Seeing and thinking about topological relations

Recent papers on this topic

  • Intuitive network topology

    Topology is the branch of mathematics that seeks to understand and describe spatial relations. A number of studies have examined the human perception of topology — in particular, whether adults and young children perceive and differentiate objects based on features like closure, boundedness, and emptiness. Topology is about more than ‘wholes and holes’, however; it also offers an efficient language for representing network structure. Topological maps, common for subway systems across the world, are an example of how effective this language can be. Inspired by this idea, here we examine ‘intuitive network topology’. We show that people readily differentiate objects based on several different features of topological networks, and that people both remember and match objects in accordance with their topology features, as well.

    This work is published in Journal of Experimental Psychology: General.

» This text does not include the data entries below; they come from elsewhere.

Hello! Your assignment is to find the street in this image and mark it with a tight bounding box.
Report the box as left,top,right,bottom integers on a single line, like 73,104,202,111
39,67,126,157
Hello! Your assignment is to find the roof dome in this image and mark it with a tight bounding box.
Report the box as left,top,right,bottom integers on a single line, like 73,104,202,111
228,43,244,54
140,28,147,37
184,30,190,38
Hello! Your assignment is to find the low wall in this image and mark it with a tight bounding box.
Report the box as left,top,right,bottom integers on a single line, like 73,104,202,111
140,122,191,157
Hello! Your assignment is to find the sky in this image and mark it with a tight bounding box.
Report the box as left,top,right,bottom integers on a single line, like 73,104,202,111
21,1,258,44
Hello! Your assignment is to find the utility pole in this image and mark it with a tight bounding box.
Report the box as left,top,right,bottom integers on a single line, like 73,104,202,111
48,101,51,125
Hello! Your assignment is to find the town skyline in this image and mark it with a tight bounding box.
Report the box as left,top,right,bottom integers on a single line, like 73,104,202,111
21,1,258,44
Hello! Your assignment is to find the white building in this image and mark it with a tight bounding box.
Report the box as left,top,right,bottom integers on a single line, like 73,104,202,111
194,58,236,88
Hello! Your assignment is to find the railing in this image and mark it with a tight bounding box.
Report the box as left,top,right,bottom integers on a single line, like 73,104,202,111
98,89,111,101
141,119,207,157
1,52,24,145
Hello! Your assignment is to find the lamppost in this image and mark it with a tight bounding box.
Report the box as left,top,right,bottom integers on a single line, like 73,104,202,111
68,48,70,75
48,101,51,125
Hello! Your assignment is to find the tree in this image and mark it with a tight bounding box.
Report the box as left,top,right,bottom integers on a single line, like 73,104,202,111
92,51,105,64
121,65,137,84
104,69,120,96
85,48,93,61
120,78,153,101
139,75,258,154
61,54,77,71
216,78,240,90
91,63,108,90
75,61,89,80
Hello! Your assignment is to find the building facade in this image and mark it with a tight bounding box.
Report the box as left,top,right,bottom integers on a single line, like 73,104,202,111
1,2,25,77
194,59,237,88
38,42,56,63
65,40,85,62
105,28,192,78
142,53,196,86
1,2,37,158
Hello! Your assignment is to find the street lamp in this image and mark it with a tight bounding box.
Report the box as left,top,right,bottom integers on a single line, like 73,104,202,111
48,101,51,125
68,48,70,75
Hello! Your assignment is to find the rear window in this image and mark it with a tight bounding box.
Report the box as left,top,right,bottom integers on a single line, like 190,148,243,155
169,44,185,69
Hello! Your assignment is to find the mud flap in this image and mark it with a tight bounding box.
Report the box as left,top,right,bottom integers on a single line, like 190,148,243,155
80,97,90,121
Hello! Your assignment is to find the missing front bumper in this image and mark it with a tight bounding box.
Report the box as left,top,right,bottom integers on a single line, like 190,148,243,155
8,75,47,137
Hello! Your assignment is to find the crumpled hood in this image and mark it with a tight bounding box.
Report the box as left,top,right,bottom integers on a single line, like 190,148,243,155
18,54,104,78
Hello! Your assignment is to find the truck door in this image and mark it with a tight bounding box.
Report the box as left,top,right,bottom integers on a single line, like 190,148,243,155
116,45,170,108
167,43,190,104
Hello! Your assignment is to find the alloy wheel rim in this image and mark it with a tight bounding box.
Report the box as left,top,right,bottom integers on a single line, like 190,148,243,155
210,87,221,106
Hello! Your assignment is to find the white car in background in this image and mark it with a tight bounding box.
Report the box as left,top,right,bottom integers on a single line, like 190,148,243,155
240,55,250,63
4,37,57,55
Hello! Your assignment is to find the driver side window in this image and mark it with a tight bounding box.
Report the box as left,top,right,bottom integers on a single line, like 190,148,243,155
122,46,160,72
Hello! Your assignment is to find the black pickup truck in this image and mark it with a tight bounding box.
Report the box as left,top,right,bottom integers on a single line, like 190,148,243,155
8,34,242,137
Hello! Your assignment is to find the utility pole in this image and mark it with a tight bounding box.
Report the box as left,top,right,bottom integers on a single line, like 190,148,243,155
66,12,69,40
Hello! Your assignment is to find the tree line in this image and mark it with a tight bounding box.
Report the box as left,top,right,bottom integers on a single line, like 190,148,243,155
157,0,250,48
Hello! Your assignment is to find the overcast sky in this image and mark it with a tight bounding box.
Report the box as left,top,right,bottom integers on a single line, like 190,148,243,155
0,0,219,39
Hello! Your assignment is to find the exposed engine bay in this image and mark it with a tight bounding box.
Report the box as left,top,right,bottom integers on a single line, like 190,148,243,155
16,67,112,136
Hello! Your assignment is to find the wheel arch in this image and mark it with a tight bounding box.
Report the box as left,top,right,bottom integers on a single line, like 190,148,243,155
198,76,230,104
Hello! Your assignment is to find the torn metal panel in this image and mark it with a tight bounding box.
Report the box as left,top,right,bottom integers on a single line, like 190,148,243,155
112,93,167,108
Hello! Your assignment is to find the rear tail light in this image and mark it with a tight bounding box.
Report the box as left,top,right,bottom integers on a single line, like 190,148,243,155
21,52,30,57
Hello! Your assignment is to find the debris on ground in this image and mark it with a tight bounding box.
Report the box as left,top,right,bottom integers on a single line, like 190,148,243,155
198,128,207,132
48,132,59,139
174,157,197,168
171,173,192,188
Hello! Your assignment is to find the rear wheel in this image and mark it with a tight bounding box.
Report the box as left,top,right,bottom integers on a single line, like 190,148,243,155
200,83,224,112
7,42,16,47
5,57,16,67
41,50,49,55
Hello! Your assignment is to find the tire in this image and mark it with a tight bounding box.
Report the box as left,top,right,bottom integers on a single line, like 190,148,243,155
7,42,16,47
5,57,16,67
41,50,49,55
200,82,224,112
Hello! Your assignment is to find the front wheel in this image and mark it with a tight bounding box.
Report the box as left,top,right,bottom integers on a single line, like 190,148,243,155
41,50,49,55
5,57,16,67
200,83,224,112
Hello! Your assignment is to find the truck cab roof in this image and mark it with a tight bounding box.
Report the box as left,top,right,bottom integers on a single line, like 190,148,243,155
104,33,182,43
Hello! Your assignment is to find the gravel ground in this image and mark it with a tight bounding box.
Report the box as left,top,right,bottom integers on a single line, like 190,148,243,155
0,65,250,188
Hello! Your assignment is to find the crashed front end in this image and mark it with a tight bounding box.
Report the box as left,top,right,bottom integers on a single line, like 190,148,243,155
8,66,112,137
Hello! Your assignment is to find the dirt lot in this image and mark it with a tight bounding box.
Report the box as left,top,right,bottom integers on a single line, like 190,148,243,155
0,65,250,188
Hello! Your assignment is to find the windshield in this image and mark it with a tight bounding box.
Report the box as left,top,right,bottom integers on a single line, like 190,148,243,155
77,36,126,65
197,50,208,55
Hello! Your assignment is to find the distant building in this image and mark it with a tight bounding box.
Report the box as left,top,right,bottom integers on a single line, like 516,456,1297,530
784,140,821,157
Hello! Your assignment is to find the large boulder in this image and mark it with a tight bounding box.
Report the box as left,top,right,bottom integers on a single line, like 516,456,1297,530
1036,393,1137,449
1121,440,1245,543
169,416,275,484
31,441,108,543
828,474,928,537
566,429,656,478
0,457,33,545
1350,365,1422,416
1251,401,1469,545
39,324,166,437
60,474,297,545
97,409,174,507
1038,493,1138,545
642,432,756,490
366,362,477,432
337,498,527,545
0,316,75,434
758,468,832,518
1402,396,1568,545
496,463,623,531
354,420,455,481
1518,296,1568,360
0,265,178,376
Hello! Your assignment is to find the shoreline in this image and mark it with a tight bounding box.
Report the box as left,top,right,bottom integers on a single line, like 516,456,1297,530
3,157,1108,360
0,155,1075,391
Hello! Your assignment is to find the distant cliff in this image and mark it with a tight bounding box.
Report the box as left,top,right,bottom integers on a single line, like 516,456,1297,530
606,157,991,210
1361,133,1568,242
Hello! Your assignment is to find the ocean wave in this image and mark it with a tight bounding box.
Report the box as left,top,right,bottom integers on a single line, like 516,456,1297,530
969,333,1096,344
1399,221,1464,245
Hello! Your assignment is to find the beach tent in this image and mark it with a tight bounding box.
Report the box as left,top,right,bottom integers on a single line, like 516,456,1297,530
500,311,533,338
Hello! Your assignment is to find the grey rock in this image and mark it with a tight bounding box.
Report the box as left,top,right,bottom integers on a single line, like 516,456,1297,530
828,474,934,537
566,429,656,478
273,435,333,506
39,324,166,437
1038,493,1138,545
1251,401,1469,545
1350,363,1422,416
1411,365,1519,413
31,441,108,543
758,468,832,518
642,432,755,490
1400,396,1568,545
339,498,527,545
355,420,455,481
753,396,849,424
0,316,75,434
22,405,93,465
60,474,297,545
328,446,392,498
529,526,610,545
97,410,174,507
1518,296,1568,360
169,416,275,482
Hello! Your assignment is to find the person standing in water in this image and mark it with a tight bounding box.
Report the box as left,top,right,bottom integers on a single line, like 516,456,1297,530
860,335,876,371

  • Perceiving topological relations

    There are many ways to describe and represent the visuospatial world. A space can be described by its Euclidean properties: the size of objects, the angles of boundaries, the distances between them. A space can also be described in non-spatial terms: one could explain the layout of a city by the order of its streets, without any metric information. Somewhere in between, topological representations capture coarse relational structure without precise Euclidean detail, offering a relatively efficient, low-dimensional way of capturing spatial content. Here, we ask whether people quickly and automatically perceive topological structure. In six experiments, we show that differences in simple topological features influence a range of visual tasks from object matching to number estimation to visual search. We discuss the possibility that topological forms are a kind of visual primitive that supports visuospatial representation.

    This work is currently under review.

  • Children's reasoning about topological relations

    In ongoing work, we are exploring how children reason about topological relations, and how this relates to core knowledge of other spatial domains, like geometry.

    This work is currently in preparation.